I´m trying to build a function which would receive: a dataframe (data), variable(s) to group by (groupby), and the name of a dependent variable (var); The function will then: a. create a plot of the means of var, separated by group(s) in groupby. In addition, a nice to have would be adding an anova at the end.
I´ll start with the end: my problem is obviously how to use (string) values in further manipulations in a user defined function.
I unfortunately have problems parsing groupby, which I couldn´t solve after a couple of days trying: I tried using:
!!!rlang::parse_exprs, strsplit, etc...
but with no success.

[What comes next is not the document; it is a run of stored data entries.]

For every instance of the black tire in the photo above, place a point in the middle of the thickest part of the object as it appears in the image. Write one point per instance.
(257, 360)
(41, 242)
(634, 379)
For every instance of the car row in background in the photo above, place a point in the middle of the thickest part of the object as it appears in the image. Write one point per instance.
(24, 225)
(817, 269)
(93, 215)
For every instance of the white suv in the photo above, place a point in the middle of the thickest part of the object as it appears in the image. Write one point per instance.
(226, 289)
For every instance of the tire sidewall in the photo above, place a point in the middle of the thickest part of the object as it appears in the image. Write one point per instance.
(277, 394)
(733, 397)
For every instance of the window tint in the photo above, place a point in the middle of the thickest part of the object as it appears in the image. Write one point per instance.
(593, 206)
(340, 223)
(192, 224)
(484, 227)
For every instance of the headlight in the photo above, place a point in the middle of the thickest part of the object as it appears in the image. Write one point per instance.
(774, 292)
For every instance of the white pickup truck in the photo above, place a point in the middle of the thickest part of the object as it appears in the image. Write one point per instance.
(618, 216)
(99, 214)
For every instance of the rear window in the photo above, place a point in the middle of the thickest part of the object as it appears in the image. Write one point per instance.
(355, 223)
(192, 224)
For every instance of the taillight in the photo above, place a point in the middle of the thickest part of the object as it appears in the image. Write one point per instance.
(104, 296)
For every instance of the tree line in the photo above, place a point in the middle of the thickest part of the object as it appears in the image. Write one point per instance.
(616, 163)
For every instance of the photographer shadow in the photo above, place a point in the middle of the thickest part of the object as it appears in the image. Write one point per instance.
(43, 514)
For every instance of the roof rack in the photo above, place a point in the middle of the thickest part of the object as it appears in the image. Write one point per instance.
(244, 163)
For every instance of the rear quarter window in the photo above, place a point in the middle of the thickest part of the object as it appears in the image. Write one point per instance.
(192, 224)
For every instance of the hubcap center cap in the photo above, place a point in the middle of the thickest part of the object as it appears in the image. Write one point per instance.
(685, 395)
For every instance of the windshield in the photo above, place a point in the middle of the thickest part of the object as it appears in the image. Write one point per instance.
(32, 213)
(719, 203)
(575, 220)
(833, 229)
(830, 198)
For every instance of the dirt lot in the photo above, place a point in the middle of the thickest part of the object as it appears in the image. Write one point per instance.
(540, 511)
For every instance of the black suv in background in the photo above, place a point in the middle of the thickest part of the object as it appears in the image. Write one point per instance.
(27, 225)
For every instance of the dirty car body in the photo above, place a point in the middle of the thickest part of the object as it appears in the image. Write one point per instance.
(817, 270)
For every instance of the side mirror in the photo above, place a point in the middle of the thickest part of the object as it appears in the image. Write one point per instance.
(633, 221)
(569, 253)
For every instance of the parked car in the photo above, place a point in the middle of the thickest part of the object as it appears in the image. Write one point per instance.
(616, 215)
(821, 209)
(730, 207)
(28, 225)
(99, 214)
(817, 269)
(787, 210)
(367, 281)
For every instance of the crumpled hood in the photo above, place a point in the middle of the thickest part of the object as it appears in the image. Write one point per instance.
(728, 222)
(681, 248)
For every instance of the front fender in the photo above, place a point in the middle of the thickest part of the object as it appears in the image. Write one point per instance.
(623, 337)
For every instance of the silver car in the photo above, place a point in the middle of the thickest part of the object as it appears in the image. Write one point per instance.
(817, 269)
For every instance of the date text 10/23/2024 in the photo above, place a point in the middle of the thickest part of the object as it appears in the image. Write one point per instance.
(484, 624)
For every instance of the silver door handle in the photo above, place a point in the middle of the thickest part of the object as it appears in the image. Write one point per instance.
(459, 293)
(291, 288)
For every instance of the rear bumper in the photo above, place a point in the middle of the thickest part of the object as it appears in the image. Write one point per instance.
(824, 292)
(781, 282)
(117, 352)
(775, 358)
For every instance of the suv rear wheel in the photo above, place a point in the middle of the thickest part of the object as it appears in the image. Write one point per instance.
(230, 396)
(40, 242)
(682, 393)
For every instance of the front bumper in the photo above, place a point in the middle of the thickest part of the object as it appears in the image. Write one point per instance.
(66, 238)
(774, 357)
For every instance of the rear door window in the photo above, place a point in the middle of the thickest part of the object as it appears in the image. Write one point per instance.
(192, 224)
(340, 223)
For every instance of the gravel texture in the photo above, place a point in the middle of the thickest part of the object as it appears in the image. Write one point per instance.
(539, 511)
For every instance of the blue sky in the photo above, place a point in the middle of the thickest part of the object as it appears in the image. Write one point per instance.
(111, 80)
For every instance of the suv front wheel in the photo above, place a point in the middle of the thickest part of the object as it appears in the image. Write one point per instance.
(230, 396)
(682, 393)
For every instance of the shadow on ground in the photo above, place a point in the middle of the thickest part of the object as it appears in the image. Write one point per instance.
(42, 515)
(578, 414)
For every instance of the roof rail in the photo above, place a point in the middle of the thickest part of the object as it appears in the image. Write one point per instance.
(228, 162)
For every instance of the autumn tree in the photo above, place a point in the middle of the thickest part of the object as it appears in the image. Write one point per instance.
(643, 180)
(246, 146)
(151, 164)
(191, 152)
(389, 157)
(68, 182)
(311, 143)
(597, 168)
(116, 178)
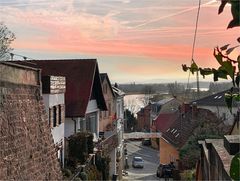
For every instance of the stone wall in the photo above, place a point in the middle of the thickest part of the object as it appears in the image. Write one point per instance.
(26, 145)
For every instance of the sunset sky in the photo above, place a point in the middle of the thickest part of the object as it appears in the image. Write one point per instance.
(133, 40)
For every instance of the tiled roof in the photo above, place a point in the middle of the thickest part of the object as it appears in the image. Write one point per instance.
(183, 127)
(164, 121)
(104, 76)
(82, 82)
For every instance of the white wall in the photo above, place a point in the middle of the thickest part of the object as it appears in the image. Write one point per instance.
(58, 133)
(112, 164)
(69, 127)
(51, 100)
(92, 106)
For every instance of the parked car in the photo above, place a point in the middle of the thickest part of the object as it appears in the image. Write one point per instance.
(146, 142)
(165, 170)
(137, 162)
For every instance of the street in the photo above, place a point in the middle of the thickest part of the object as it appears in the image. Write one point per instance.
(151, 161)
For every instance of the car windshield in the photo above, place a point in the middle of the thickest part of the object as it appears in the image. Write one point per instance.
(138, 159)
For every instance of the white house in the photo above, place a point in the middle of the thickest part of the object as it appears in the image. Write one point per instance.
(216, 103)
(83, 97)
(53, 92)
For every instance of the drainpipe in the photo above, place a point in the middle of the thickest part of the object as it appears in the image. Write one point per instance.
(75, 126)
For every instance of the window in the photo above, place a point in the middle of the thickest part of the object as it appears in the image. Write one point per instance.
(91, 123)
(109, 109)
(49, 116)
(54, 116)
(59, 115)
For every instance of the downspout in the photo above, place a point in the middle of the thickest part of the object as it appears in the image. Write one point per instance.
(75, 125)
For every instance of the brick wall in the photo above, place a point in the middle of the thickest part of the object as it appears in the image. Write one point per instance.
(27, 150)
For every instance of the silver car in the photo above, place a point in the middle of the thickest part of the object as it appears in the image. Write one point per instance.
(137, 162)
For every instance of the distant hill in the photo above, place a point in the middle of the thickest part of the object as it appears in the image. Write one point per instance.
(164, 88)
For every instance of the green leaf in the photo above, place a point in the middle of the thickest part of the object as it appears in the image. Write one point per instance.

Currently it looks like something like that (that´s the simplified version with less aesthetics..):
grp_comp <- function(data, groupby, var){
data %>%
filter(!is.na(var)) %>%
group_by(!!!rlang::parse_exprs(groupby)) %>%
summarize(n = n(),
mean = mean(!!!rlang::parse_expr(var)),
sd = sd(!!!rlang::parse_expr(var)),
se = sd / sqrt(n)) -> ddata
gg <- unlist(rlang::parse_exprs(groupby))
if(length(as.vector(rlang::parse_exprs(groupby))) == 1){
g <- ggplot(ddata, aes(x = as.character(gg[1]),
y = mean)) +
geom_point()}
else{
g <- ggplot(ddata, aes(x = as.character(gg[1]),
y = mean,
shape = as.character(gg[2]),
color= as.character(gg[2])),
group = as.character(gg[2]))}
form <- unlist(strsplit(groupby, ';', fixed = T))
form <- paste(form, collapse = " + ")
form <- paste(var, " ~ ", form)
form
data%>%
filter(!is.na(var)) %>%
aov(formula = form) -> anova
summary(anova) -> anova
l <- list(ddata, g, anova)
l
}
My problems are:
a. groupby could contain one or two variables. I can´t manage to use groupby as an argument for group_by in the ggplots. Either I get: Error: Discrete value supplied to continuous scale
in case I use: x = gg[1]
, or I use: x = as.factor(gg[1]) or: as.character
and get the following plot (i.e. x is only labeled "BPL", but not grouped by the factor).
b. when I try to use two (instead of one) groupby factors, things get even worse and the plot is completely empty...
c. I manage to create the right formula for the anova, but when I try to actually calculate it I encounter: Error: $ operator is invalid for atomic vectors
-> any ideas why?
d. not critical, but any ideas for using the second, optional group as color & shape in aes() in case the argument contains two groups, without using the if
?
Many many thanks in advance!
Guy